Setup for upload to hugging face

In [None]:
from huggingface_hub import notebook_login

notebook_login()

Import resources

In [None]:
from transformers import pipeline, AutoTokenizer, AutoModelForSequenceClassification

import os 
from pydub import AudioSegment
import moviepy.editor as mp 
import json
import sys

from datasets import load_dataset

dataset = load_dataset("huuuyeah/meetingbank")

In [None]:
dataset['train'][0]

Setup Tokenizer

In [None]:
from transformers import AutoTokenizer
checkpoint = "google-t5/t5-small"
tokenizer = AutoTokenizer.from_pretrained(checkpoint)

prefix = "summarize: "

Preprocess

In [None]:
def preprocess_function(examples):

    inputs = [prefix + doc for doc in examples["transcript"]]

    model_inputs = tokenizer(inputs, max_length=1024, truncation=True)

    labels = tokenizer(text_target=examples["summary"], max_length=128, truncation=True)

    model_inputs["labels"] = labels["input_ids"]

    return model_inputs

tokenized_dataset = dataset.map(preprocess_function, batched=True)

In [None]:
from transformers import DataCollatorForSeq2Seq

data_collator = DataCollatorForSeq2Seq(tokenizer=tokenizer, model=checkpoint)

Evaluation

In [None]:
import evaluate

rouge = evaluate.load("rouge")

In [None]:
import numpy as np


def compute_metrics(eval_pred):
    predictions, labels = eval_pred
    decoded_preds = tokenizer.batch_decode(predictions, skip_special_tokens=True)
    labels = np.where(labels != -100, labels, tokenizer.pad_token_id)
    decoded_labels = tokenizer.batch_decode(labels, skip_special_tokens=True)

    result = rouge.compute(predictions=decoded_preds, references=decoded_labels, use_stemmer=True)

    prediction_lens = [np.count_nonzero(pred != tokenizer.pad_token_id) for pred in predictions]
    result["gen_len"] = np.mean(prediction_lens)

    return {k: round(v, 4) for k, v in result.items()}

Train

In [None]:
from transformers import AutoModelForSeq2SeqLM, Seq2SeqTrainingArguments, Seq2SeqTrainer

model = AutoModelForSeq2SeqLM.from_pretrained(checkpoint)

In [None]:
training_args = Seq2SeqTrainingArguments(
    output_dir="meeting_summarizer_model",
    evaluation_strategy="epoch",
    learning_rate=2e-5,
    per_device_train_batch_size=16,
    per_device_eval_batch_size=16,
    weight_decay=0.01,
    save_total_limit=3,
    num_train_epochs=4,
    predict_with_generate=True,
)

trainer = Seq2SeqTrainer(
    model=model,
    args=training_args,
    train_dataset=tokenized_dataset["train"],
    eval_dataset=tokenized_dataset["test"],
    tokenizer=tokenizer,
    data_collator=data_collator,
    compute_metrics=compute_metrics,
)

trainer.train()

Save model 

In [None]:
trainer.push_to_hub()

# Inference

In [None]:
text = "I am secretary.
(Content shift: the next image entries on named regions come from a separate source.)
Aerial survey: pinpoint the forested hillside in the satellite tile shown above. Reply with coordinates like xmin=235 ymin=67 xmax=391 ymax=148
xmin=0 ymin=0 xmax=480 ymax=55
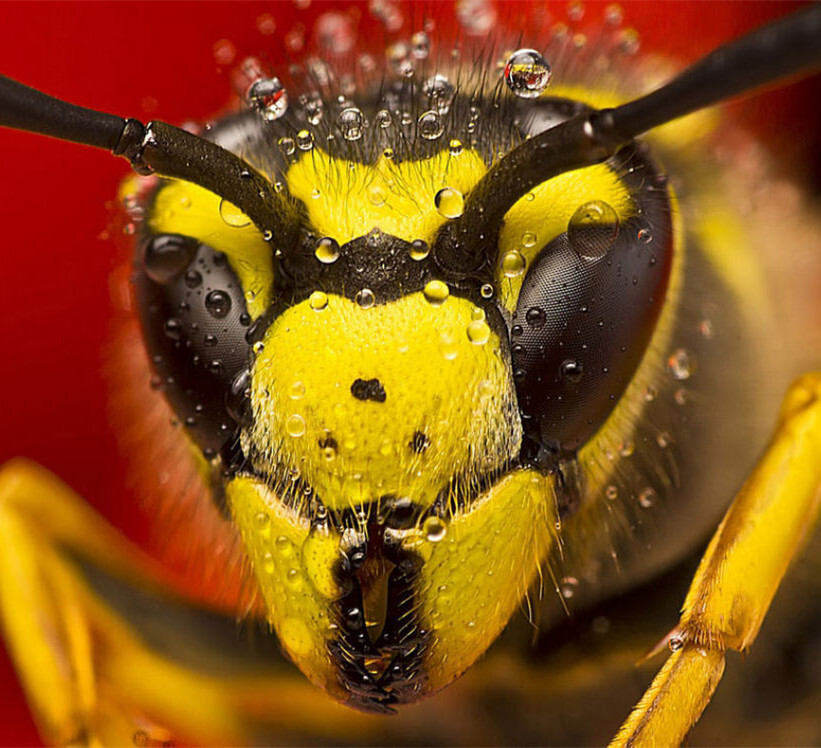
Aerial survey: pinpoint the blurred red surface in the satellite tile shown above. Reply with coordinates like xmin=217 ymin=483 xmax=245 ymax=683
xmin=0 ymin=2 xmax=819 ymax=746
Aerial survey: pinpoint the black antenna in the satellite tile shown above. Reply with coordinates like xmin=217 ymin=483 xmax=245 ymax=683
xmin=433 ymin=3 xmax=821 ymax=279
xmin=0 ymin=75 xmax=299 ymax=251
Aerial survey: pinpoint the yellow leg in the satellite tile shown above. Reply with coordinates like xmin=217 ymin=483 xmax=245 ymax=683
xmin=0 ymin=460 xmax=373 ymax=745
xmin=611 ymin=373 xmax=821 ymax=746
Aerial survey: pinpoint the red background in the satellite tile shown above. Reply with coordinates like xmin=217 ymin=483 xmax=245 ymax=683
xmin=0 ymin=0 xmax=821 ymax=745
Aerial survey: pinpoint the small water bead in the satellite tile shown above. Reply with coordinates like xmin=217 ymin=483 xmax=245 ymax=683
xmin=205 ymin=289 xmax=231 ymax=319
xmin=567 ymin=200 xmax=619 ymax=262
xmin=219 ymin=198 xmax=251 ymax=229
xmin=410 ymin=239 xmax=430 ymax=262
xmin=433 ymin=187 xmax=465 ymax=218
xmin=422 ymin=515 xmax=448 ymax=543
xmin=355 ymin=288 xmax=376 ymax=309
xmin=525 ymin=306 xmax=547 ymax=327
xmin=308 ymin=291 xmax=328 ymax=312
xmin=314 ymin=236 xmax=339 ymax=265
xmin=468 ymin=319 xmax=490 ymax=345
xmin=285 ymin=414 xmax=305 ymax=439
xmin=423 ymin=280 xmax=450 ymax=306
xmin=277 ymin=138 xmax=296 ymax=156
xmin=422 ymin=73 xmax=456 ymax=114
xmin=559 ymin=577 xmax=579 ymax=600
xmin=504 ymin=49 xmax=551 ymax=99
xmin=296 ymin=130 xmax=314 ymax=151
xmin=501 ymin=249 xmax=527 ymax=278
xmin=667 ymin=348 xmax=693 ymax=381
xmin=639 ymin=488 xmax=656 ymax=509
xmin=338 ymin=107 xmax=365 ymax=141
xmin=248 ymin=78 xmax=288 ymax=122
xmin=373 ymin=109 xmax=393 ymax=130
xmin=418 ymin=110 xmax=445 ymax=140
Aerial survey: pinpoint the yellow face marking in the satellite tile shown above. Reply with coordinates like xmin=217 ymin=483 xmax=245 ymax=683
xmin=286 ymin=148 xmax=487 ymax=244
xmin=148 ymin=180 xmax=274 ymax=319
xmin=250 ymin=293 xmax=521 ymax=508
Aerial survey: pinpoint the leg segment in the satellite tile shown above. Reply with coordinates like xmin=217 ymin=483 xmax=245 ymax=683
xmin=611 ymin=373 xmax=821 ymax=746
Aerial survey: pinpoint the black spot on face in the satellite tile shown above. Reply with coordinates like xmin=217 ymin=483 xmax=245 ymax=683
xmin=351 ymin=379 xmax=387 ymax=403
xmin=410 ymin=431 xmax=430 ymax=454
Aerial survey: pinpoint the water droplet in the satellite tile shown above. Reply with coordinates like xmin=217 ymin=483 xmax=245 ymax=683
xmin=296 ymin=130 xmax=314 ymax=151
xmin=422 ymin=515 xmax=448 ymax=543
xmin=567 ymin=200 xmax=619 ymax=262
xmin=411 ymin=239 xmax=430 ymax=262
xmin=277 ymin=138 xmax=296 ymax=156
xmin=559 ymin=577 xmax=579 ymax=600
xmin=504 ymin=49 xmax=550 ymax=99
xmin=338 ymin=107 xmax=364 ymax=141
xmin=373 ymin=109 xmax=393 ymax=130
xmin=308 ymin=291 xmax=328 ymax=312
xmin=433 ymin=187 xmax=465 ymax=218
xmin=205 ymin=289 xmax=231 ymax=319
xmin=285 ymin=413 xmax=305 ymax=438
xmin=501 ymin=249 xmax=527 ymax=278
xmin=639 ymin=487 xmax=656 ymax=509
xmin=220 ymin=198 xmax=251 ymax=229
xmin=423 ymin=280 xmax=450 ymax=306
xmin=418 ymin=110 xmax=445 ymax=140
xmin=356 ymin=288 xmax=376 ymax=309
xmin=248 ymin=78 xmax=288 ymax=122
xmin=411 ymin=31 xmax=430 ymax=60
xmin=525 ymin=306 xmax=547 ymax=327
xmin=163 ymin=317 xmax=182 ymax=340
xmin=314 ymin=236 xmax=339 ymax=265
xmin=468 ymin=319 xmax=490 ymax=345
xmin=667 ymin=348 xmax=693 ymax=381
xmin=559 ymin=358 xmax=584 ymax=384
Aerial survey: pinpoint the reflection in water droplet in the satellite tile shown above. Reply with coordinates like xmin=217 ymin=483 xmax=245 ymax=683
xmin=356 ymin=288 xmax=376 ymax=309
xmin=504 ymin=49 xmax=550 ymax=99
xmin=308 ymin=291 xmax=328 ymax=312
xmin=220 ymin=198 xmax=251 ymax=229
xmin=433 ymin=187 xmax=465 ymax=218
xmin=501 ymin=249 xmax=527 ymax=278
xmin=567 ymin=200 xmax=619 ymax=262
xmin=423 ymin=280 xmax=450 ymax=306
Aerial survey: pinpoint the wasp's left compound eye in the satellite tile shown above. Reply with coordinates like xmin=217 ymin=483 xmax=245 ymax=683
xmin=511 ymin=149 xmax=673 ymax=459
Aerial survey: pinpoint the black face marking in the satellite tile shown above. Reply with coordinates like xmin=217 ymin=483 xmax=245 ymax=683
xmin=351 ymin=379 xmax=388 ymax=403
xmin=410 ymin=431 xmax=430 ymax=454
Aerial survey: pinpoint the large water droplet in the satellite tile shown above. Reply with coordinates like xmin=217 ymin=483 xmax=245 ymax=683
xmin=248 ymin=78 xmax=288 ymax=122
xmin=505 ymin=49 xmax=550 ymax=99
xmin=567 ymin=200 xmax=619 ymax=262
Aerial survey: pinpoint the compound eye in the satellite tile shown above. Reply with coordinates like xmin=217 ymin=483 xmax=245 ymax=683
xmin=511 ymin=183 xmax=673 ymax=457
xmin=135 ymin=234 xmax=251 ymax=459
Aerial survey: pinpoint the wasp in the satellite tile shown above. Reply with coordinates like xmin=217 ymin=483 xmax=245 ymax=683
xmin=0 ymin=3 xmax=821 ymax=744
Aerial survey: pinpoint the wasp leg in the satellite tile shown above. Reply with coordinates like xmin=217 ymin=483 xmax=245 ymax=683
xmin=0 ymin=460 xmax=373 ymax=745
xmin=611 ymin=373 xmax=821 ymax=746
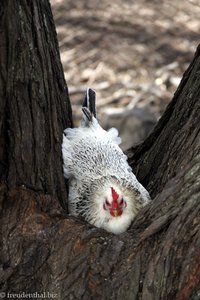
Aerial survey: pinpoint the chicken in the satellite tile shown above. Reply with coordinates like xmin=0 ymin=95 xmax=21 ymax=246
xmin=62 ymin=88 xmax=150 ymax=234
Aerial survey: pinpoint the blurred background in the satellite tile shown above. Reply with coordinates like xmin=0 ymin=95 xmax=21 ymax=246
xmin=50 ymin=0 xmax=200 ymax=150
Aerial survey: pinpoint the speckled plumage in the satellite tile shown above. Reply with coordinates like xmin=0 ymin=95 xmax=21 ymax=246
xmin=62 ymin=89 xmax=150 ymax=234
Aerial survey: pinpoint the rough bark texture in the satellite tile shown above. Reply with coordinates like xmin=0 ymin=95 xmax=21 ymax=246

Please close the voting and announce the results. It is eight is final consideration of Council Bill 1013 with its public hearing has been postponed until Monday, December 10th. Madam Secretary, if you please put the next item up on our screens and Councilwoman Black, will you please be accountable? 1006 on the floor for passage? Yes. I move that council bill 1006 be placed upon final consideration and do pass. It has been moved and seconded. Councilwoman Black, your motion to postpone. I move that final consideration of Council Bill 18, dash 1006 with its public hearing be postponed to Monday, November 19th, 2018. And it looks like that has been moved and seconded. Questions or comments from members of Council Councilman Black. This postponement was requested by the applicant and is not a reflection on the merits of the application. All right. See no other questions or comments. Madam Secretary, Raquel. Black Eye. Espinosa. Hi. Flynn. I. Cashman. Hi. Lopez. I knew Ortega. I. Mr. President. Madam Secretary, please close voting and announce results. Eight Eyes Final Consideration of Council Bill 1006 with its public hearing has been postponed until Monday, November 19th. All right. Wraps up everything that was called out, all other bills for introduction or published. And we are now ready for the block vote on resolutions and bills on final consideration. Council members remember that this is a consent or block vote and you will need to vote I. Otherwise, this is your last chance to call it an item for a separate vote. Councilman Black, would you please put the resolutions for adoption and the bills on final consideration for final passage on the floor? Yes, I move that resolutions be adopted and bills and final, final consideration be placed upon final consideration and do pass in a block for the following items. All Series 18 1180 1224 1230. 1097 1220 1221 1228 zero 936 1188 1332 1198 1199 1200 1201 1196. That's it. All right. Thank you, Councilman Black. It has been moved and seconded. Madam Secretary, roll call. Black eye. Espinosa. Hi. Flynn. Hi. Cashman. Hi. Lopez. All right. Ortega. Hi, Mr. President. I am secretary. Please close the voting. Announce the results. 88 ayes. The resolutions have been adopted and bills have been placed upon final consideration and do pass. Tonight there will be a required public hearing on Council Bill 996 changing the zoning classification of 374023850 York Street in the Clayton neighborhood."
from transformers import pipeline

summarizer = pipeline("summarization", model="cameronslee/meeting_summarizer_model")
summarizer(text)

# Retrieve Transcript

In [None]:
import whisper_timestamped as whisper
import json
def get_transcript(input_file):
    root, extention  = os.path.splitext(input_file)
    audio = whisper.load_audio(input_file)
    model = whisper.load_model("base")

    result = whisper.transcribe(model, audio, language="en")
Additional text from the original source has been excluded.